[antlr-interest] Question with greedy

Wed Sep 23 15:24:50 PDT 2009

Greetings!

On Wed, 2009-09-23 at 23:35 +0200, Andreas Volz wrote:
> Hello,
> 
> I wrote this grammar:
> 
> startrule
> 	: (property comment property)*
> 	;
> comment
> 	: COMMENT { printf("Comment: \%s\n", $COMMENT.text->chars); }
> 	;
> 	
> COMMENT
>  	:  '/*' ( options {greedy=false;} : . )* '*/'
>  	;
> 	
> property
> 	: TOKEN { printf("Property: \%s\n", $TOKEN.text->chars);}
> 
> TOKEN
> 	: (ALPHA | DIGIT)+
> 
> fragment DIGIT  	
> 	: '0'..'9'
> 	;
> 	
> fragment ALPHA
> 	: 'a'..'z' | 'A'..'Z' |'@'|'.'| ' ' 
> 	;
> 
> The input is:
> 
> This is a test /* with a comment */ in the middle
> This is a test /* with a comment */ in the middle
> This is a test /* with a comment */ in the middle
> 
> The result looks good, but some errors are print out:
> 
> test.txt(1) : lexer error 3 :
> 	 at offset 49, near char(0XA) :
> 	
> This is a test /* w
> test.txt(2) : lexer error 3 :
> 	 at offset 50, near char(0XA) :
> 	
> This is a test /* w
> test.txt(3) : lexer error 3 :
> 	 at offset 50, near char(0XA) :
> 	
> 
> Property: This is a test 
> Comment: /* with a comment */
> Property:  in the middle
> Property: This is a test 
> Comment: /* with a comment */
> Property:  in the middle
> Property: This is a test 
> Comment: /* with a comment */
> Property:  in the middle
> 
> BTW: The line ending in this file is 0x0A.
> 
> Could anyone explain this error and how to prevent it?
> 

Your Lexer has no rule that deals with your line ending character. need
to add a rule similar to:

NEWLINE : '\r' '\n'? | '\n' { $channel = HIDDEN; } ;

> Second question: How do I not include the '/*' and '*/' tags in the
> comment match?
> 

There appears to be no non-ambiguous way to remove the need for the '/*'
and '*/' in the syntax of your COMMENT rule.
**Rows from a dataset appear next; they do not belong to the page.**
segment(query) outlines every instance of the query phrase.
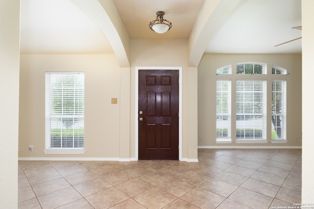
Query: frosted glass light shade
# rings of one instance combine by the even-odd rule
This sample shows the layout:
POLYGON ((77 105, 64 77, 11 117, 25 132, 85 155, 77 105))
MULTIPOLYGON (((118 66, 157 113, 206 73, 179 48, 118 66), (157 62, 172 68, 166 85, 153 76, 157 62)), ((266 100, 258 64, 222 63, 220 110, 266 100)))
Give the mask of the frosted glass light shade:
POLYGON ((158 23, 152 26, 152 29, 156 33, 163 33, 169 30, 169 25, 163 23, 158 23))

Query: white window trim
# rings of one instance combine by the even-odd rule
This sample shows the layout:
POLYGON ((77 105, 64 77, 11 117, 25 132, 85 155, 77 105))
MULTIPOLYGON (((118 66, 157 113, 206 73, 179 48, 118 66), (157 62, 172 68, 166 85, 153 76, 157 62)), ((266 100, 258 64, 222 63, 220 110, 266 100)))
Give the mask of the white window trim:
POLYGON ((254 140, 254 139, 236 139, 236 143, 237 144, 266 144, 268 142, 268 140, 254 140))
POLYGON ((44 150, 44 153, 46 155, 54 154, 83 154, 85 153, 84 148, 49 148, 44 150))
MULTIPOLYGON (((81 74, 84 73, 83 72, 63 72, 63 71, 53 71, 53 72, 46 72, 45 75, 47 74, 81 74)), ((46 78, 45 78, 46 82, 46 78)), ((45 84, 46 85, 46 84, 45 84)), ((46 87, 45 87, 46 88, 46 87)), ((46 95, 45 95, 46 97, 46 95)), ((46 105, 45 101, 45 105, 46 105)), ((46 107, 45 107, 46 108, 46 107)), ((46 113, 45 113, 45 116, 46 113)), ((46 116, 45 116, 46 117, 46 116)), ((46 119, 45 119, 46 120, 46 119)), ((45 125, 45 129, 46 129, 45 125)), ((47 131, 45 130, 45 132, 47 131)), ((43 151, 45 154, 85 154, 84 147, 79 148, 53 148, 53 147, 47 147, 46 143, 47 139, 46 139, 47 136, 45 133, 45 149, 43 151)), ((85 140, 85 139, 84 139, 85 140)))
POLYGON ((272 144, 284 144, 288 142, 288 140, 286 139, 271 139, 271 143, 272 144))
POLYGON ((216 138, 216 144, 230 144, 232 143, 231 138, 216 138))

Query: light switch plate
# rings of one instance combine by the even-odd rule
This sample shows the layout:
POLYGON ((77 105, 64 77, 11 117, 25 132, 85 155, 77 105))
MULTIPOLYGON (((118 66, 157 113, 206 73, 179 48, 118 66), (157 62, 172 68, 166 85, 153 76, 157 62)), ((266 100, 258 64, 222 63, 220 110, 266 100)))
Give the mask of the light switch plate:
POLYGON ((118 104, 118 98, 111 98, 111 104, 118 104))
However if you mean to remove those elements from the print out of the
comment text in the comment parser rule, then simply substring out the
stuff between the first two and last two characters in the `
$COMMENT.text->chars` inside the printf call (my C is very rusty, i
assume you know how to do that). 

Alternatively you should be able to make the COMMENT rule throw away the
bracketing characters by, inside an action, using $getText to obtain the
string of the comment (including the '/*' and '*/'), substring out the
characters that you want and then use $setText to deposit that substring
back into the COMMENT Token.

again, my C is rusty, and my knowledge of the C code generator is
sketchy at best --- so please consider the above advice to be more
conceptual in nature rather than being precise coding advice.

Hope this helps
   -jbb